Thai sweet potato and lentil soup

Posted by adm On November - 24 - 2011

How to cook Thai sweet potato and lentil soup


  • Canola oil cooking spraying
  • 1 medium brown onion, finely sliced
  • 3cm piece fresh peppiness, raw, finely grated
  • 1 tablespoon Thai red curry spread
  • 750g orange sweet spud, raw, diced
  • 3/4 cup red lentils, rinsed
  • 3 cups salt-reduced vegetable strain
  • 1 tablespoon lime succus
  • 1 tablespoon fish sauce
  • 2 teaspoons brown gelt
  • Fresh coriander leaves, to help

How to:

  • Spray a big, heavy-based saucepan with oil. Heat over medium-low heating. Add onion. Ready, stirring, for 5 minutes or until dull. Add ginger and curry spread. Fix, stirring, for 1 minute or until fragrant.

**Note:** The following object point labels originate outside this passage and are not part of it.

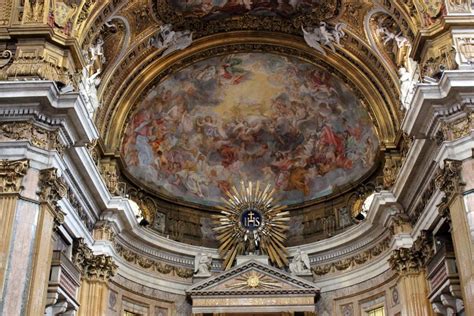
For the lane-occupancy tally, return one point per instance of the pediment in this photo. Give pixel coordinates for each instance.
(253, 278)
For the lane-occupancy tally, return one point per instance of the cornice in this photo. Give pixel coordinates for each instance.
(41, 100)
(154, 68)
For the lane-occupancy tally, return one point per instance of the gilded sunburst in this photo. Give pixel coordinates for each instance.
(250, 223)
(254, 280)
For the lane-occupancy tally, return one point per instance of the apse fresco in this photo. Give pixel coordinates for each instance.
(224, 8)
(249, 116)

  • Add sweet spud, lentils, stock and 2 cups cold h2o. Bring to the seethe. Reduce heat to low. Simmer, partially covered, for 15 to 20 minutes or until potato and lentils are subdued. Set aside for 5 minutes to poise. Process until polish.

  • Return mixture to pan over low oestrus. Add lime succus, fish sauce and boodle. Cook, stirring, for 5 minutes or until heated through. Help topped with coriander.